Encore la PMA
À nouveau, une chronique radio m’a donné à penser. Il s’agissait de « L’humeur du jour » de Guillaume Erner, diffusé sur France-Culture le 24 de ce mois.
Le chroniqueur réagissait au récent communiqué de l’Académie de médecine dénonçant dans la légalisation de la PMA une « rupture anthropologique ». Il disait en substance ceci : parler de « rupture anthropologique », c’est supposer qu’il y a une anthropologie, c’est-à-dire une nature humaine. Or on sait depuis Claude Lévi-Strauss qu’il n’y a pas d’invariant humain[1], car la nature humaine est constamment en mouvement. Pas plus qu’on n’a le droit de dire que l’homosexualité est « contre nature », on n’a le droit de dire que la PMA est « contre nature ». Certes, chacun peut défendre ou critiquer la possibilité de concevoir un enfant sans père, mais on ne peut le faire au nom de la « nature ».

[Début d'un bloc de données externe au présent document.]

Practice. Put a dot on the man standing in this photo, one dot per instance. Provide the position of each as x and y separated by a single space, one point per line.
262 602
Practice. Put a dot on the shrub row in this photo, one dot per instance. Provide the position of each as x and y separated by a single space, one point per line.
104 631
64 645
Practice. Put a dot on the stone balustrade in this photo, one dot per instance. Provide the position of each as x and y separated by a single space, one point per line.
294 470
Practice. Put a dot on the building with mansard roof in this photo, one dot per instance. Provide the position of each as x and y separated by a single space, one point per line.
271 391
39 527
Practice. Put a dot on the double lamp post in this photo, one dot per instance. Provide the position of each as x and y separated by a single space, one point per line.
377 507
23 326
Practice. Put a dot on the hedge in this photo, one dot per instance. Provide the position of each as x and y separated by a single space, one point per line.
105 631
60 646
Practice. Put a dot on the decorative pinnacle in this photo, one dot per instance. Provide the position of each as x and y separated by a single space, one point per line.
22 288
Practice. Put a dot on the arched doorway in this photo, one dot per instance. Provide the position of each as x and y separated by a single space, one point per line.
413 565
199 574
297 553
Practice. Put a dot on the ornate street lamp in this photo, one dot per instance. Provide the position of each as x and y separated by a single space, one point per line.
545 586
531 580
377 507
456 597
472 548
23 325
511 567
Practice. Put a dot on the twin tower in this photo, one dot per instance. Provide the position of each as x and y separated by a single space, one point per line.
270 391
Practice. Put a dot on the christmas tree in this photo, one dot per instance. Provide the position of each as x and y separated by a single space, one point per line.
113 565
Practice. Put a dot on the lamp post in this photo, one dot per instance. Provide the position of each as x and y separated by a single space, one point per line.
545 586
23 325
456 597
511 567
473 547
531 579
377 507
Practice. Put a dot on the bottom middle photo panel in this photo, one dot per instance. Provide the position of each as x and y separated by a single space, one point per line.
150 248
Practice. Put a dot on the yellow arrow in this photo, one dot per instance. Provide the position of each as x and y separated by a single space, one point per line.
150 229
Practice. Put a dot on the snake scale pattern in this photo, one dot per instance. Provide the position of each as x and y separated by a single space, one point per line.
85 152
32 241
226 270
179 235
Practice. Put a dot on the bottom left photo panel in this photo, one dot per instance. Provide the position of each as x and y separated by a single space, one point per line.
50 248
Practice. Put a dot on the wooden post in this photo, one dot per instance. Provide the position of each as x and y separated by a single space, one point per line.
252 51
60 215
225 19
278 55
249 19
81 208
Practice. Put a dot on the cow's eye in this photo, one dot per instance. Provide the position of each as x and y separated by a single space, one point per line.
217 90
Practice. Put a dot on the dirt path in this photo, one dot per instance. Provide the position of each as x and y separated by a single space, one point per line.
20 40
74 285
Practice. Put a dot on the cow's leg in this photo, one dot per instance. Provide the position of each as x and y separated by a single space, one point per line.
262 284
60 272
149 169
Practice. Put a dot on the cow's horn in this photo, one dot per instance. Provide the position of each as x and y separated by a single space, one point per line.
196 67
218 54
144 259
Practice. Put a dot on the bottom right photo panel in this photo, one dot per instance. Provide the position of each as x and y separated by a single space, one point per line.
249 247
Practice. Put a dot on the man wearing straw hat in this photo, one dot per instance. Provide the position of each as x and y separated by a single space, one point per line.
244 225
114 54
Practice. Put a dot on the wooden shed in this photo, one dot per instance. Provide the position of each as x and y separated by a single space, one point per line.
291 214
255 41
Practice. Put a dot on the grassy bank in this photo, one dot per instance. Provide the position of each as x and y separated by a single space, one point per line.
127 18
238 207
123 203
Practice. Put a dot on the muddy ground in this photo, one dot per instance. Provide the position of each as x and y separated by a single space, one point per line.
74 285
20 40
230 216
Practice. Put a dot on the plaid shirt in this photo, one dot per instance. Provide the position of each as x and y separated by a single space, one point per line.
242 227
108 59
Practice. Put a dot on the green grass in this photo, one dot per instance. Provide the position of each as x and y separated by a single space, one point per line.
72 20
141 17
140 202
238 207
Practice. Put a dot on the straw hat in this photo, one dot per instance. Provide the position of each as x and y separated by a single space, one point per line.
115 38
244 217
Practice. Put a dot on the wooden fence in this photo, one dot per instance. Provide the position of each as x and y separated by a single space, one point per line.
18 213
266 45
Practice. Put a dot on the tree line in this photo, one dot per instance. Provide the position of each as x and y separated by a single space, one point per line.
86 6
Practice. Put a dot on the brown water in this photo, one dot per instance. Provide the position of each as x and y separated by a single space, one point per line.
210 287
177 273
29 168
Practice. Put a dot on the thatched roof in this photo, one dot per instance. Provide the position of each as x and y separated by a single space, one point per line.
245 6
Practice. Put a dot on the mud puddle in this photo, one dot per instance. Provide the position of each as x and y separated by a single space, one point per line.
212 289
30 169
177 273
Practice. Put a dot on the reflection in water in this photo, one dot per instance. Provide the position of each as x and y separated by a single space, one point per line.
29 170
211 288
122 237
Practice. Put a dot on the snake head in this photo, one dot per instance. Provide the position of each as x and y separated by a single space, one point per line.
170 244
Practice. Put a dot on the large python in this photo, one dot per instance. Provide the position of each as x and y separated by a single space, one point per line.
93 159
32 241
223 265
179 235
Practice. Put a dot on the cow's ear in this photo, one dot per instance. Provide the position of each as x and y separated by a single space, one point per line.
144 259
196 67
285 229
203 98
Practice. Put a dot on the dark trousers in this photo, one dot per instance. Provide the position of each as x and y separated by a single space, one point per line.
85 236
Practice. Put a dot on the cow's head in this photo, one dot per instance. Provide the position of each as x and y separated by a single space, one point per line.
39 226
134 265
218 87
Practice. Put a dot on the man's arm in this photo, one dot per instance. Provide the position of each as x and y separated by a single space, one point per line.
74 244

Voilà qui donne à réfléchir, car c’est loin d’être faux. On peut même soutenir que le propre de la nature humaine, à la différence de celle des animaux, est la capacité de transgresser ses propres limites. Dans ce domaine, la technique ne cesse de lui donner des possibilités nouvelles. Reste à savoir, à l’heure où l’on se préoccupe d’équilibre écologique et où l’on invite à juste titre l’humanité à renoncer à sa démesure, si toute transgression est moralement neutre et si ses effets sont toujours bénéfiques. Non seulement il y a bien des ruptures anthropologiques, mais nous ne sommes jamais dispensés de les qualifier de bonnes ou de mauvaises. Le précepte d’aimer son prochain comme soi-même a été une rupture anthropologique majeure ; le vote d’une loi qui proclamerait juste de priver sciemment des enfants de père en serait une autre, qui irait radicalement en sens inverse de la première.
[1] Claude Lévi-Strauss, Anthropologie structurale zéro, Seuil 2019 (posthume).